19.  Néanmoins, les dispositions de l’article 35 de la Convention ne prescrivent l’épuisement que des recours à la fois relatifs aux violations incriminées, disponibles et adéquats. Ils doivent exister à un degré suffisant de certitude non seulement en théorie mais aussi en pratique, sans quoi leur manquent l’effectivité et l’accessibilité voulues ; il incombe à l’Etat défendeur de démontrer que ces exigences se trouvent réunies (voir, notamment, Vernillo c. France, 20 février 1991, § 27, série A no 198, Dalia c. France, 19 février 1998, § 38, Recueil 1998-I, et Selmouni, précité, § 75).

20.  En l’espèce, la Cour note tout d’abord que la Cour de cassation a répondu au moyen de la requérante tiré de l’absence de motivation, sans lui opposer ni évoquer le défaut de recours aux possibilités offertes par les articles 315 et 316 du code de procédure pénale.
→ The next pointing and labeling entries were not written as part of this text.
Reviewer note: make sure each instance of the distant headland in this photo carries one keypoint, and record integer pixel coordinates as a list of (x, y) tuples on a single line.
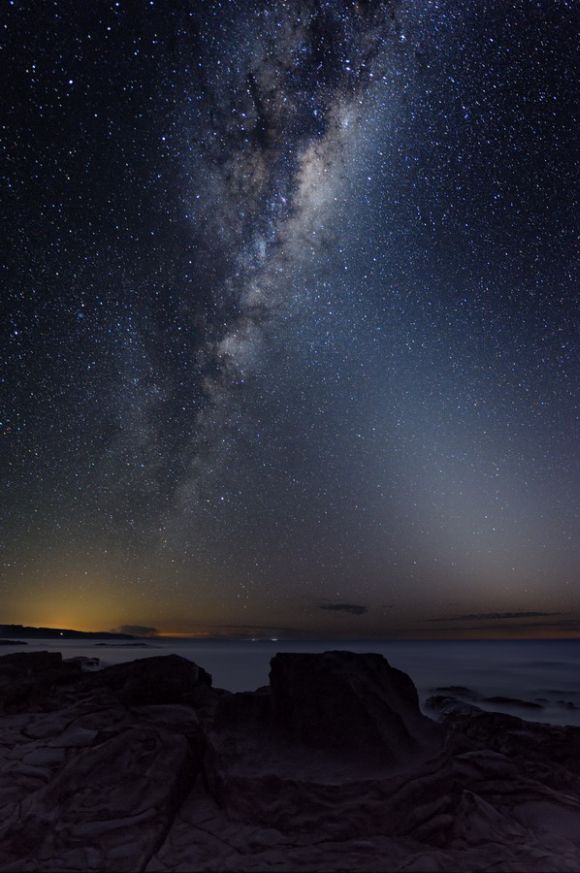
[(22, 631)]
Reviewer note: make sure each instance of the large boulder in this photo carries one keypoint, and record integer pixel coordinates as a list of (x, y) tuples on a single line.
[(349, 704), (158, 680)]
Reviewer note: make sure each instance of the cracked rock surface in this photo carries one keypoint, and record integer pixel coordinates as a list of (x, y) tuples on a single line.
[(145, 767)]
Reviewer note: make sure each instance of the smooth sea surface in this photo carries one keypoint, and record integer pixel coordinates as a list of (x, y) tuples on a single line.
[(527, 670)]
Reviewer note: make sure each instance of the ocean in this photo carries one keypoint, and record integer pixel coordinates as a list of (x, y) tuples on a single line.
[(545, 672)]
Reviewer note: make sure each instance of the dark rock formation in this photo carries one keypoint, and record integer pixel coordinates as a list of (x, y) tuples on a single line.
[(350, 705), (145, 766)]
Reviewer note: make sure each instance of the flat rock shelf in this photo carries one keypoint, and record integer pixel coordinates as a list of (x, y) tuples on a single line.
[(144, 766)]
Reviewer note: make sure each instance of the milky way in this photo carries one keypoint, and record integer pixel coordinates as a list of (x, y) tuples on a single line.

21.  Par ailleurs, elle constate que les jurisprudences invoquées par le Gouvernement ne sont pas transposables en l’espèce et que le recours invoqué n’est pas susceptible de redresser le grief soulevé devant elle. En effet, comme le relève d’ailleurs le Gouvernement dans ses observations sur le fond, la requérante « considère que la seule question qui fonde le présent recours est celle de la ‘motivation des décisions des cours d’assises’ ». Le grief de la requérante ne concerne donc pas la formulation des questions posées à la cour et au jury, ou encore un incident dans le déroulement des débats, mais le fait que l’arrêt de la cour d’assises, postérieur non seulement à la lecture desdites questions par le président, mais également au délibéré pendant lequel il a été décidé de la culpabilité de l’accusé et de la peine infligée, ne soit pas motivé. Ainsi, la formulation des questions ne constitue pas le cœur du grief en l’espèce : elle ne représente qu’un critère identifié parmi d’autres par la Cour dans sa jurisprudence pour apprécier, dans le cadre de l’examen sur le bien-fondé, le respect de l’article 6 en cas d’absence de motivation de l’arrêt lui-même.

22.  L’exception soulevée par le Gouvernement doit donc être rejetée.
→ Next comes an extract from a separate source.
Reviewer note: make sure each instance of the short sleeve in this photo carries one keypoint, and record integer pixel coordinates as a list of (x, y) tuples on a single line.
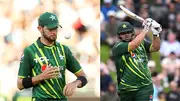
[(120, 48), (25, 65), (147, 46), (71, 62)]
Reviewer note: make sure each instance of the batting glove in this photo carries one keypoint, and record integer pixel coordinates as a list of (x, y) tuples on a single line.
[(156, 28), (147, 24)]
23.  Par ailleurs, la Cour constate que la requête n’est pas manifestement mal fondée au sens de l’article 35 § 3 (a) de la Convention. Elle relève par ailleurs qu’elle ne se heurte à aucun autre motif d’irrecevabilité. Il convient donc de la déclarer recevable.

B.  Sur le fond

1.  Arguments des parties

24.  La requérante souligne, à titre liminaire, que le système français a été modifié, après que la Cour eut condamné la Belgique dans l’affaire Taxquet c. Belgique ([GC], no 926/05, CEDH 2010-....), par la loi no 2011‑939 du 10 août 2011 qui a inséré dans le code de procédure pénale un article 365-1 prévoyant une motivation. A ses yeux, il s’agit d’un aveu implicite d’absence de conformité aux exigences du procès équitable, d’autant plus marqué qu’il intervient après de nombreuses discussions et interrogations doctrinales et jurisprudentielles en France à la suite de l’arrêt Taxquet (précité). Elle note en particulier que, contrairement à ce qu’affirme l’agent du Gouvernement, les travaux préparatoires attestent de la volonté de prise en compte de la jurisprudence de la Cour, à l’instar notamment de l’étude d’impact du 11 avril 2011, publiée sur le site internet du Sénat. Cette étude précise que « le projet introduit une motivation obligatoire des arrêts de cours d’assises, afin de tirer les conséquences de la jurisprudence de la Cour européenne des droits de l’homme ».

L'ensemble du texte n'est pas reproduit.